Ein Wort des Hieronymus: „Den Kaiser macht das Heer!“ hat dadurch, daß es zufällig in das Dekret Gratians Aufnahme fand, kanonische Geltung erlangt. Dieses Wort spielte wohl auf tatsächliche Verhältnisse in der Geschichte des Kaisertums an, hatte aber niemals wirkliche Rechtskraft. Das hinderte nicht, daß es im Mittelalter bis auf den Sachsenspiegel, wo es als Rechtssatz wiederholt wird, wirklich als römischer Rechtssatz angesehen wurde. Karl der Große – sich wohl unbewußt auf dieses Wort des Hieronymus stützend – hat keinen Zweifel daran gelassen, daß er sich das Reich mit seinem guten Schwerte erstritten habe. Die ihm Nahestehenden im Frankenreiche dachten so wie er. Sie feierten seine Herrschaft schon vor der Kaiserkrönung als eine kaiserliche. Später berichtet Widukind von Korvey, daß das Heer seinen glorreichen Führer, den Sachsen Otto, vor der Kaiserkrönung auf dem Lechfelde als Vater des Vaterlandes und als Kaiser ausgerufen habe. Auf dieses Recht der Macht, das zwar seinerseits wieder ohne juristische Begründung blieb, was aber diese Zeit übersah – war doch im Mittelalter auch die Souveränität des römischen Volkes eine lächerliche Fiktion –, griff nun auch Barbarossa zurück. Auf keine andere Weise konnte er seine Autonomie Kanonisten und Legisten gegenüber verteidigen. Weitere deutsche Volkskreise werden diese Berufung auf das Recht des guten Schwertes verstanden haben; jedenfalls jubelten diese dem allwaltenden Kaiser, der da in Wahrheit ein römischer Kaiser sein wollte, begeistert zu. Hell klingt dieser Jubel aus dem Schrifttum dieser Zeit.

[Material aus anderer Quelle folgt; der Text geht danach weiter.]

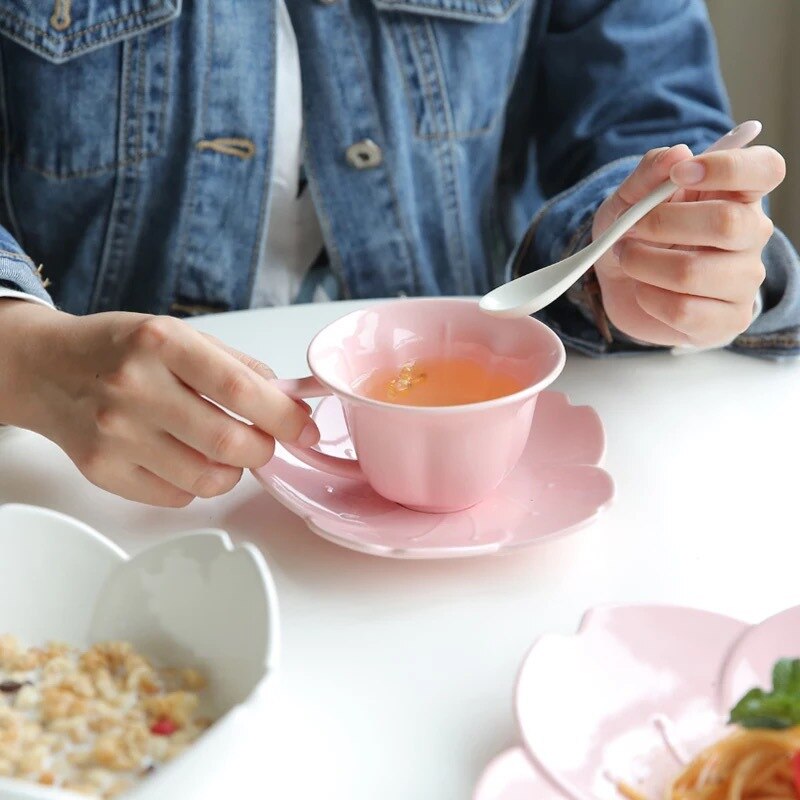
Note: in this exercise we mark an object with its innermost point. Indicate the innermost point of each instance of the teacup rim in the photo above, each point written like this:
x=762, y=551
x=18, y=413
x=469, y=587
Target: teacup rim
x=509, y=399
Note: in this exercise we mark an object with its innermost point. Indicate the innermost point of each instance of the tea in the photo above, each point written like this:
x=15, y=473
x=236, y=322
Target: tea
x=438, y=382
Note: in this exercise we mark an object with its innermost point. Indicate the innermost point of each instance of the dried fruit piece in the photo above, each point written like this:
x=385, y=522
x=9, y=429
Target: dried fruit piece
x=163, y=726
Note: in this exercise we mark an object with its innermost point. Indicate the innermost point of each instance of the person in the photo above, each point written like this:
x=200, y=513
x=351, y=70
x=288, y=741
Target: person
x=161, y=161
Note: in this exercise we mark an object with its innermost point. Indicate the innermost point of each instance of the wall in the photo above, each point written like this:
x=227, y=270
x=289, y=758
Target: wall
x=762, y=72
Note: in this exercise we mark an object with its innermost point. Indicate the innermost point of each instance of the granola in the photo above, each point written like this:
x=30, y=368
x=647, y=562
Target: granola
x=93, y=722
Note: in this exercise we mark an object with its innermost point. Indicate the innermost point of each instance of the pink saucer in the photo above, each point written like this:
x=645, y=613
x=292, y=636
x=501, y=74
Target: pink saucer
x=556, y=487
x=643, y=688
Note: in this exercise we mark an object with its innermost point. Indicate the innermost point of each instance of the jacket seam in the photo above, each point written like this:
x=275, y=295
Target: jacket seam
x=401, y=220
x=105, y=254
x=5, y=139
x=188, y=205
x=477, y=17
x=448, y=163
x=69, y=36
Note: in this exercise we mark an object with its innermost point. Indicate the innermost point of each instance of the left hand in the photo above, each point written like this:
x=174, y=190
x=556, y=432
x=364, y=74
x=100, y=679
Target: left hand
x=688, y=273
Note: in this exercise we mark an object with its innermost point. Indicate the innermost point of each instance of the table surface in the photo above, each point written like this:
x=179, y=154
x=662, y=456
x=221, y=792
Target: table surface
x=396, y=677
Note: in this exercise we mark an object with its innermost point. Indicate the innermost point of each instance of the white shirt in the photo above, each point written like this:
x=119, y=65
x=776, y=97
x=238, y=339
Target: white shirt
x=293, y=239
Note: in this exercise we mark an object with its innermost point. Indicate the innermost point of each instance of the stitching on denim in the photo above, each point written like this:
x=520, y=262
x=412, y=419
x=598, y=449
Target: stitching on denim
x=448, y=147
x=142, y=153
x=334, y=256
x=108, y=238
x=6, y=152
x=18, y=257
x=450, y=133
x=422, y=72
x=235, y=146
x=61, y=17
x=263, y=223
x=162, y=121
x=477, y=16
x=391, y=31
x=389, y=177
x=84, y=173
x=779, y=338
x=188, y=205
x=67, y=36
x=142, y=55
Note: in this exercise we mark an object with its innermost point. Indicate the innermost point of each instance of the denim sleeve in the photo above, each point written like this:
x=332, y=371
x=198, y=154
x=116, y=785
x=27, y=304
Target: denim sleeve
x=618, y=79
x=17, y=271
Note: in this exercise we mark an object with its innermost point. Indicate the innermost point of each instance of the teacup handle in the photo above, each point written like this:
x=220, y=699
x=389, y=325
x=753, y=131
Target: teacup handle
x=299, y=389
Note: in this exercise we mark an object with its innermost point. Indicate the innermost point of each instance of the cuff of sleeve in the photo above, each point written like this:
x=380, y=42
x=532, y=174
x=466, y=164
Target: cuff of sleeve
x=18, y=273
x=14, y=294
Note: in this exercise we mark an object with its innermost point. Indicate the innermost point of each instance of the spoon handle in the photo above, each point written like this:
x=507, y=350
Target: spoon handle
x=740, y=136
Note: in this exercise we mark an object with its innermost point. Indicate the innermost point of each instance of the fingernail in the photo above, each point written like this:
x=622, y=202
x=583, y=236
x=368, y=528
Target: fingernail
x=688, y=172
x=309, y=437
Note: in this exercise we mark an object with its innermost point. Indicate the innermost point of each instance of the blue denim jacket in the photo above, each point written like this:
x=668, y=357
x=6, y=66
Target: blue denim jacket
x=136, y=143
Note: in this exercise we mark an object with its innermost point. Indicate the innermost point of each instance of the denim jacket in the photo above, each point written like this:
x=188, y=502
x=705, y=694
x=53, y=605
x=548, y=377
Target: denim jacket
x=136, y=143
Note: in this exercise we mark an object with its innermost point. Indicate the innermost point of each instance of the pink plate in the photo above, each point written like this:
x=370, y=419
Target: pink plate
x=512, y=776
x=556, y=487
x=633, y=695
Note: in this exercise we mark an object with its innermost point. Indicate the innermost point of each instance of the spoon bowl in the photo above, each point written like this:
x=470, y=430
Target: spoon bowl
x=532, y=292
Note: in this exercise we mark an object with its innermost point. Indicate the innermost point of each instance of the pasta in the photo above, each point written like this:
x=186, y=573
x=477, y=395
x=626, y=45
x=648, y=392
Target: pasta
x=747, y=765
x=760, y=760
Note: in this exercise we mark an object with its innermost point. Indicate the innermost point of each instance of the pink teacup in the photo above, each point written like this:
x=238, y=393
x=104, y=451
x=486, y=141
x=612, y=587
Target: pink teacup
x=432, y=458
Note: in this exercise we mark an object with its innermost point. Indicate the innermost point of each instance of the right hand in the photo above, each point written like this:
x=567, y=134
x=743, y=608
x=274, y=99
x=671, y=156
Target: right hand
x=124, y=395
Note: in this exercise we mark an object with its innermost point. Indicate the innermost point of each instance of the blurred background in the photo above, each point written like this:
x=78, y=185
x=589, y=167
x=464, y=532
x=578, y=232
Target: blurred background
x=761, y=65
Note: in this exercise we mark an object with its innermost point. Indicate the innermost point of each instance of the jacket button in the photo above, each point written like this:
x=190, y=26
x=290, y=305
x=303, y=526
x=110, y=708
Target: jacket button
x=364, y=154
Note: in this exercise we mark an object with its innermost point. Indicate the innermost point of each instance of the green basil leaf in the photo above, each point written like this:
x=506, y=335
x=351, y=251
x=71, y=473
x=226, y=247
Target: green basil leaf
x=776, y=709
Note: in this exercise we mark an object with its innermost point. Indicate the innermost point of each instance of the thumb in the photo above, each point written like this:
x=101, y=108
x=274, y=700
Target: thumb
x=651, y=171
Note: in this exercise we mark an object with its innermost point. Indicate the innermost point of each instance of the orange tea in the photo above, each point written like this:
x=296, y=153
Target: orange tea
x=438, y=382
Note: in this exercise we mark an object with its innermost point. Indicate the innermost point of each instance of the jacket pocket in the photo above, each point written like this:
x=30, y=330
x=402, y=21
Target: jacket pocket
x=85, y=84
x=458, y=59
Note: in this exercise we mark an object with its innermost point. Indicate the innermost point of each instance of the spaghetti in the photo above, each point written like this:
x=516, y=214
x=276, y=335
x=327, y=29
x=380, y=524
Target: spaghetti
x=760, y=760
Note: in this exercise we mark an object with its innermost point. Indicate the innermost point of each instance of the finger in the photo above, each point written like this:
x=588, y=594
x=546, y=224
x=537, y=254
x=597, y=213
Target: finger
x=716, y=274
x=175, y=463
x=133, y=483
x=212, y=372
x=257, y=366
x=705, y=223
x=704, y=321
x=652, y=170
x=208, y=429
x=754, y=170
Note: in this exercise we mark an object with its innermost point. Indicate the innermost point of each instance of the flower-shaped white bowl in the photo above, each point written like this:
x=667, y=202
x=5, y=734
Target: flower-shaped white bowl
x=192, y=600
x=638, y=691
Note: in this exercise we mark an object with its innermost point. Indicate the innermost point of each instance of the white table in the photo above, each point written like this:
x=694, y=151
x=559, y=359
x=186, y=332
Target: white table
x=397, y=676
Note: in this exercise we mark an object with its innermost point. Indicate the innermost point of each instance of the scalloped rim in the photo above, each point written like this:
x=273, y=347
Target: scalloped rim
x=288, y=501
x=586, y=621
x=25, y=790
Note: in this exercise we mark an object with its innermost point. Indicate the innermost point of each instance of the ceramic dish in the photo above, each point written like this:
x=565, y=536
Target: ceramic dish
x=177, y=603
x=638, y=691
x=557, y=487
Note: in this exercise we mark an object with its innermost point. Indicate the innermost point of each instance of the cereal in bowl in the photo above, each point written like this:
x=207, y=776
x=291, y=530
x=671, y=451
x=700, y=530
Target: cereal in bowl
x=93, y=722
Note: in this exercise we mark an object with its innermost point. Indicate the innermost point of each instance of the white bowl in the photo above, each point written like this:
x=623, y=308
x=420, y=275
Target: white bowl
x=191, y=600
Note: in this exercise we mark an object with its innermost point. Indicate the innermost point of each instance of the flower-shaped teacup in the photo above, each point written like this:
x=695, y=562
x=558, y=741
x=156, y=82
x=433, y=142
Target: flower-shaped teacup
x=429, y=458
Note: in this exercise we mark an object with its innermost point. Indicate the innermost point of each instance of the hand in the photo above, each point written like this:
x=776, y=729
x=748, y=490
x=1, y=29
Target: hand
x=688, y=273
x=124, y=396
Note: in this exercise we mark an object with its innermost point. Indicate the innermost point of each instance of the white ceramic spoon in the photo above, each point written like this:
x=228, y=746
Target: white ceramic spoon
x=532, y=292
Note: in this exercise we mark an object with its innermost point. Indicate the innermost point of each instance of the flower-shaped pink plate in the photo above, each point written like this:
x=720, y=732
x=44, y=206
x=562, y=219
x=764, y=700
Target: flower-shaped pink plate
x=556, y=487
x=637, y=692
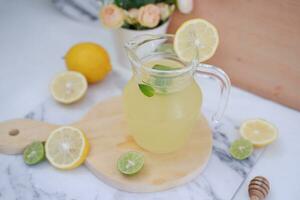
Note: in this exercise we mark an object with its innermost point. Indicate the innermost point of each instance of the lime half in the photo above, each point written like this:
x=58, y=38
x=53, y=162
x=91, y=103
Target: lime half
x=130, y=163
x=34, y=153
x=241, y=149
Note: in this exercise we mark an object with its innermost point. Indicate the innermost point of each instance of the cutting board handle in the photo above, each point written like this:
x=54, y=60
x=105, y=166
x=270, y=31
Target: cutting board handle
x=16, y=134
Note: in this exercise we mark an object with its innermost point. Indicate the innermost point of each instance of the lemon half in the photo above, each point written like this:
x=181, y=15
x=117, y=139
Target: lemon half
x=68, y=87
x=259, y=132
x=67, y=147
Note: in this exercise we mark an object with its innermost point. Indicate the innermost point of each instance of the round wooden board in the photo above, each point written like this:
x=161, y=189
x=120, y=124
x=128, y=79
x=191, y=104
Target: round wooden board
x=106, y=129
x=160, y=172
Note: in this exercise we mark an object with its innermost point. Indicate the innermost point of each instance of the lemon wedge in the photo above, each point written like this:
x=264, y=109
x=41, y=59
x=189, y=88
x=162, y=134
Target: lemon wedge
x=196, y=39
x=68, y=87
x=67, y=147
x=259, y=132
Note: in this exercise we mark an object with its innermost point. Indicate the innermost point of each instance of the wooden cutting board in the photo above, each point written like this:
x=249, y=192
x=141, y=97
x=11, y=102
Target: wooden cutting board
x=259, y=44
x=107, y=133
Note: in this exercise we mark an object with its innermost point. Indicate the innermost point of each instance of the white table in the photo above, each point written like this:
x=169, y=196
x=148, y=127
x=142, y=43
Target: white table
x=33, y=35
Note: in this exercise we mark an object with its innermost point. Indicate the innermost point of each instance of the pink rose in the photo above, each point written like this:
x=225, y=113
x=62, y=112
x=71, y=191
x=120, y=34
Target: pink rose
x=149, y=15
x=132, y=15
x=165, y=10
x=112, y=16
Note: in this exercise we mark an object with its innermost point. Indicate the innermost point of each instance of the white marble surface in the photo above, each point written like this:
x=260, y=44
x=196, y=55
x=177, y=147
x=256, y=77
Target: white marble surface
x=34, y=37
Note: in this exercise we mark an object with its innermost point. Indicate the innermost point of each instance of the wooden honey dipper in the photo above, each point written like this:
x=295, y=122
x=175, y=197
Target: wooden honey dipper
x=258, y=188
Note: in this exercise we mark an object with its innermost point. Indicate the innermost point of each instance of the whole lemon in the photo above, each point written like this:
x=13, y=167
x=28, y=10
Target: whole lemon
x=90, y=59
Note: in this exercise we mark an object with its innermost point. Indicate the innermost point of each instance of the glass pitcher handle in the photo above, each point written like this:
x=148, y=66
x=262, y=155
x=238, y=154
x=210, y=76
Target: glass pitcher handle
x=225, y=85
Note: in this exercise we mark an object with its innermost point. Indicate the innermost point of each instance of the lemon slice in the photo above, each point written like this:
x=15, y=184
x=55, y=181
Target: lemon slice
x=68, y=87
x=67, y=147
x=259, y=132
x=196, y=39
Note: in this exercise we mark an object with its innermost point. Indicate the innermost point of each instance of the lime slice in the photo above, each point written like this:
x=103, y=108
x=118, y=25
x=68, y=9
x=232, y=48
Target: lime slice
x=34, y=153
x=241, y=149
x=196, y=38
x=259, y=132
x=130, y=163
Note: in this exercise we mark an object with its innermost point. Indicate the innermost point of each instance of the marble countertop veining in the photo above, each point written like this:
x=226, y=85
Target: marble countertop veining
x=33, y=38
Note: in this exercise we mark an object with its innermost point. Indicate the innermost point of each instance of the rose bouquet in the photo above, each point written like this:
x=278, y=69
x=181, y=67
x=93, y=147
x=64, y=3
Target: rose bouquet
x=141, y=14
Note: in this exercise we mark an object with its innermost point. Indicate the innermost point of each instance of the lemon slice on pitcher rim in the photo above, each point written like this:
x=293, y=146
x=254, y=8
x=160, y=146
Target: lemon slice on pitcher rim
x=67, y=147
x=259, y=132
x=196, y=38
x=68, y=87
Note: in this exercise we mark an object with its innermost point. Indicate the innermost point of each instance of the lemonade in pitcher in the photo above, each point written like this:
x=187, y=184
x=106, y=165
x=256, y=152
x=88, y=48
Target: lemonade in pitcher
x=162, y=101
x=163, y=122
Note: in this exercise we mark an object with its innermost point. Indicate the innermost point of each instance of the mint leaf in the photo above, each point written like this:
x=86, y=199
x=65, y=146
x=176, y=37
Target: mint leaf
x=147, y=90
x=165, y=48
x=164, y=67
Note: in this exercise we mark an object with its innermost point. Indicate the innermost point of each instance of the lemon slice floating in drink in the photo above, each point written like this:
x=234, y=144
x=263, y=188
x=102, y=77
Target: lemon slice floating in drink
x=196, y=38
x=68, y=87
x=67, y=147
x=259, y=132
x=130, y=163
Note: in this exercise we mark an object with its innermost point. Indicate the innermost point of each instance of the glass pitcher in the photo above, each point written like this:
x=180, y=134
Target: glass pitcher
x=162, y=101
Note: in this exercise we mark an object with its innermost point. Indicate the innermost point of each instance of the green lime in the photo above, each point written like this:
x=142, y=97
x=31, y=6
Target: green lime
x=131, y=162
x=241, y=149
x=34, y=153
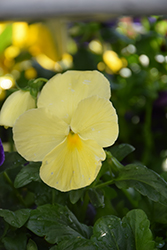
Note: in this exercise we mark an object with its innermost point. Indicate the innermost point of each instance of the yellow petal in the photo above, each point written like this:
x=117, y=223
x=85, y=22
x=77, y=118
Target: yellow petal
x=15, y=105
x=37, y=132
x=70, y=167
x=95, y=118
x=63, y=92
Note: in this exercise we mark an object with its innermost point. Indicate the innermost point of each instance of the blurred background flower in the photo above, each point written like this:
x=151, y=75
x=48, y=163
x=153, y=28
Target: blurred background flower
x=130, y=51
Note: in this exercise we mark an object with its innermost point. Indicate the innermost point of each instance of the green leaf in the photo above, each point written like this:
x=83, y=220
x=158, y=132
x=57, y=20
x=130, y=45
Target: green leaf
x=5, y=38
x=108, y=233
x=145, y=181
x=96, y=197
x=12, y=160
x=139, y=225
x=27, y=174
x=17, y=218
x=56, y=223
x=15, y=242
x=77, y=244
x=75, y=195
x=131, y=233
x=121, y=151
x=31, y=245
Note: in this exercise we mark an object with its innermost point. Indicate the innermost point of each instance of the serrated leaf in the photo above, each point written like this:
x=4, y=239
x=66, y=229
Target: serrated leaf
x=12, y=160
x=139, y=224
x=110, y=232
x=17, y=218
x=31, y=245
x=27, y=174
x=121, y=151
x=56, y=223
x=75, y=195
x=15, y=242
x=96, y=197
x=77, y=244
x=145, y=181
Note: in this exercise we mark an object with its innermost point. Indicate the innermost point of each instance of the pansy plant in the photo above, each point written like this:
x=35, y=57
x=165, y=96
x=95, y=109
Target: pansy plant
x=73, y=122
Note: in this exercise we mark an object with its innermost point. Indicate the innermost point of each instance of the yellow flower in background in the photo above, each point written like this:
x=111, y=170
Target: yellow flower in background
x=112, y=60
x=73, y=121
x=15, y=105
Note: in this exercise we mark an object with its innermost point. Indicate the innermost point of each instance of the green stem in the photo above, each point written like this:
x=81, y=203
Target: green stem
x=147, y=133
x=53, y=196
x=18, y=195
x=104, y=184
x=84, y=206
x=131, y=200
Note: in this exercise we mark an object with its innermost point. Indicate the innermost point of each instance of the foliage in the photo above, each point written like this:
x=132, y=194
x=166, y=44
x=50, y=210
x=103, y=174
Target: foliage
x=126, y=206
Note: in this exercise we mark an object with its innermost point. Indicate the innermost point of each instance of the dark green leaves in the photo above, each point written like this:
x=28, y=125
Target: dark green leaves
x=57, y=224
x=27, y=174
x=145, y=181
x=131, y=233
x=17, y=218
x=109, y=232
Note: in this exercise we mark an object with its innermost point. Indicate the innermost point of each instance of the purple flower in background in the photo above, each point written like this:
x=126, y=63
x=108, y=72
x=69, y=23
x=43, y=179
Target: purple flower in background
x=2, y=154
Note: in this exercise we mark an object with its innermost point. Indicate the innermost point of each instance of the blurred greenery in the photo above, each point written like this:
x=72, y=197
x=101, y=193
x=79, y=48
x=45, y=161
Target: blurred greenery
x=132, y=53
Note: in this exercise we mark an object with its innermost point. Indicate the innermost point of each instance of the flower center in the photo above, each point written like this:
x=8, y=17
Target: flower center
x=73, y=141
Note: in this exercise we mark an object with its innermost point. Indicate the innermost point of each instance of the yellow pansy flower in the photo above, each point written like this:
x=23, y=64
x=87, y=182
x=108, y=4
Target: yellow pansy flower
x=67, y=132
x=16, y=104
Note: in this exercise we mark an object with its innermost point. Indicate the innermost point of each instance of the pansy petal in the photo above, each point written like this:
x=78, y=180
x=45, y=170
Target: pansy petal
x=63, y=92
x=37, y=132
x=15, y=105
x=95, y=118
x=68, y=168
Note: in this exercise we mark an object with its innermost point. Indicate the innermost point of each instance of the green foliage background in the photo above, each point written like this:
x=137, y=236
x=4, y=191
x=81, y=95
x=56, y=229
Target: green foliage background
x=126, y=206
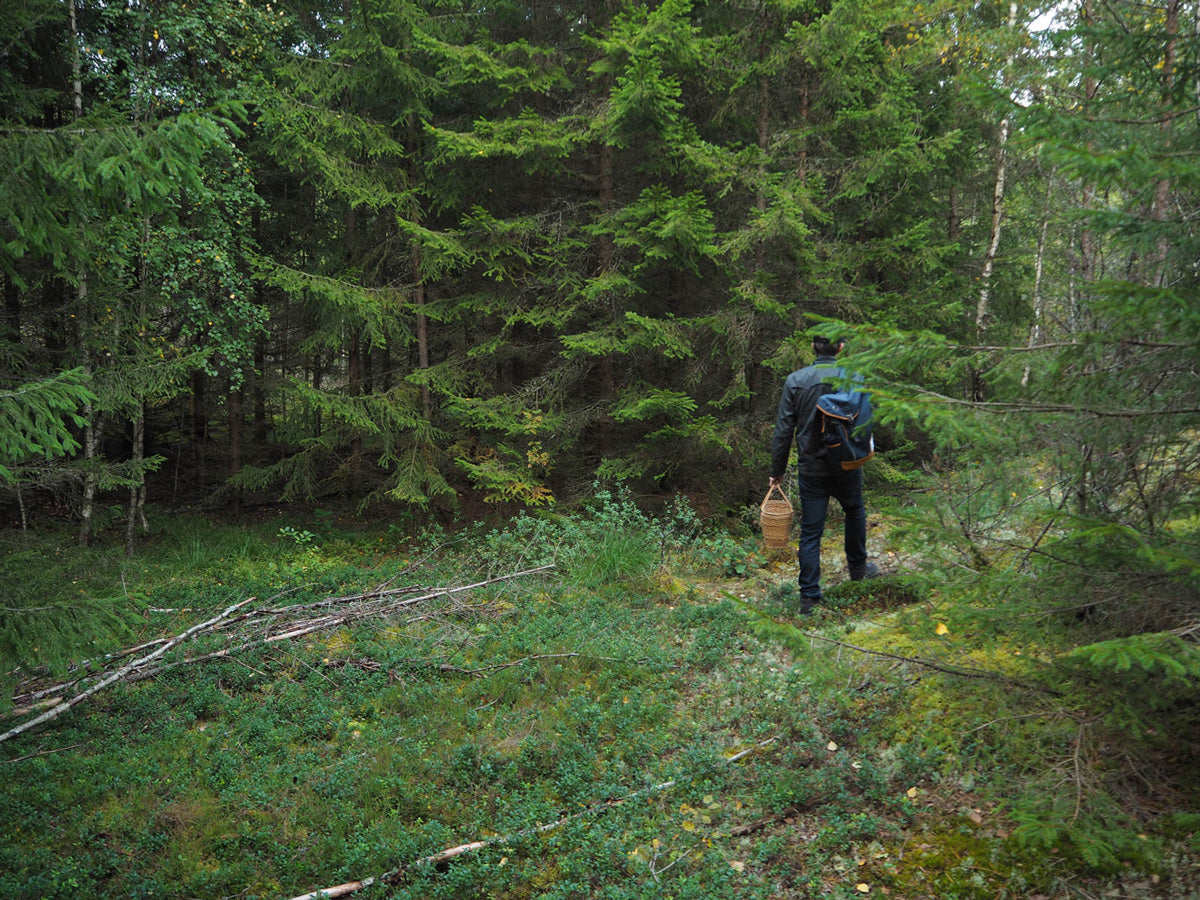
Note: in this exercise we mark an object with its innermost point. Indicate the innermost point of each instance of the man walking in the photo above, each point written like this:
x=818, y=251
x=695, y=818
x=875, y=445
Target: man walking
x=817, y=480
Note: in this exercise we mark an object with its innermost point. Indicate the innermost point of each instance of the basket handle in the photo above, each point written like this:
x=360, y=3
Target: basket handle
x=781, y=493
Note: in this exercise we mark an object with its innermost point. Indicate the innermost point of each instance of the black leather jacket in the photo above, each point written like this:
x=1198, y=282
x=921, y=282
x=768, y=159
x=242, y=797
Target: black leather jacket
x=795, y=420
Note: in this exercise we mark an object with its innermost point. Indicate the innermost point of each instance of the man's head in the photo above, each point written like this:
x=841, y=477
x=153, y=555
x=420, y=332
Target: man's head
x=827, y=347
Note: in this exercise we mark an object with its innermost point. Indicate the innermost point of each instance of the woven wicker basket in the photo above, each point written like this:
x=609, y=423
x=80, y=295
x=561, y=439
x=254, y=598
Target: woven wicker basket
x=775, y=517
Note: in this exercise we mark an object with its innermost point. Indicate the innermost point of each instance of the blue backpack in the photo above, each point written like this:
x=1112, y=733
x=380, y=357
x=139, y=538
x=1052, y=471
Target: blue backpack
x=843, y=429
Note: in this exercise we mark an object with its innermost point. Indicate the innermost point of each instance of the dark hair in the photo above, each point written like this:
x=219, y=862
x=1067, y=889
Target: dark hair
x=827, y=346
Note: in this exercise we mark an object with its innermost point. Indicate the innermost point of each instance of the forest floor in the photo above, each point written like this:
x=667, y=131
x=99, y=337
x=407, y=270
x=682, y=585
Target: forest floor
x=442, y=718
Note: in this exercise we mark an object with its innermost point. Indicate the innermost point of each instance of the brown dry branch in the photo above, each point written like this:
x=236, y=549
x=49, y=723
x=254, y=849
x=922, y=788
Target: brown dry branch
x=121, y=673
x=367, y=605
x=35, y=699
x=449, y=853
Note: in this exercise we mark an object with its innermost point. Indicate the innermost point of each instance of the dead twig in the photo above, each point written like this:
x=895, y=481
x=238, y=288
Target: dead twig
x=449, y=853
x=120, y=673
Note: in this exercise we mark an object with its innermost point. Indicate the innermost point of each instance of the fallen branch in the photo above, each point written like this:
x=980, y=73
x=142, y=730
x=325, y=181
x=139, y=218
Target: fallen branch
x=396, y=875
x=54, y=712
x=367, y=605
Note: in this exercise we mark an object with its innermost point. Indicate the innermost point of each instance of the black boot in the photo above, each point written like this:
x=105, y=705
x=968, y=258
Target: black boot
x=868, y=570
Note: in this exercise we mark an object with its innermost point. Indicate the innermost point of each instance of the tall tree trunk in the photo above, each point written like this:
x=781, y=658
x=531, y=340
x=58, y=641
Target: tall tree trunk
x=138, y=491
x=91, y=430
x=259, y=394
x=997, y=213
x=423, y=329
x=237, y=427
x=1163, y=189
x=1039, y=258
x=354, y=378
x=11, y=311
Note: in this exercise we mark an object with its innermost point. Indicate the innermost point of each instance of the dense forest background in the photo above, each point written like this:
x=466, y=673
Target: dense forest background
x=419, y=262
x=411, y=252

Der Archipoeta feiert Friedrich als Cäsar der Welt, der zum König über die anderen Könige gesetzt sei, der, wie dereinst Augustus, den Erdkreis geteilt und das Reich seinem alten Zustand zurückgegeben habe. Und erst die hingerissene nähere Umgebung des Rotbart! Das freilich auf Heinrich VI. bezogene Lob der staufischen Politik in dem Briefe Konrads von Querfurt, des Erziehers dieses Kaisers, der zuvor Kaplan und Kanzler Barbarossas war, gibt die Stimmung wieder, welche in den Tagen Friedrichs I. den Hof und die Reichsministerialität erfüllte. Dieser Kleriker „von klassischer Bildung, ein Mann des Schwertes und der Wissenschaft, ein Freund der Schönheit und des Schmuckes, ein heller, freudiger Weltgenießer“, beschreibt die Schönheiten Italiens, die er freilich durch die mythologische Brille sieht, und ruft aus: „man brauche die Grenzen der deutschen Herrschaft nicht mehr zu verlassen, um das von Angesicht zu Angesicht zu sehen, was man sonst nur in der Schule in den Werken der alten Dichter gelesen habe: das Imperium über den Erdkreis, das alte Imperium Romanum.“ Er glaubt also an dessen glorreiches Wiedererstehen, setzt dieses aber schon in eine merkwürdige Beziehung zu dessen antiker Größe und zu Italien.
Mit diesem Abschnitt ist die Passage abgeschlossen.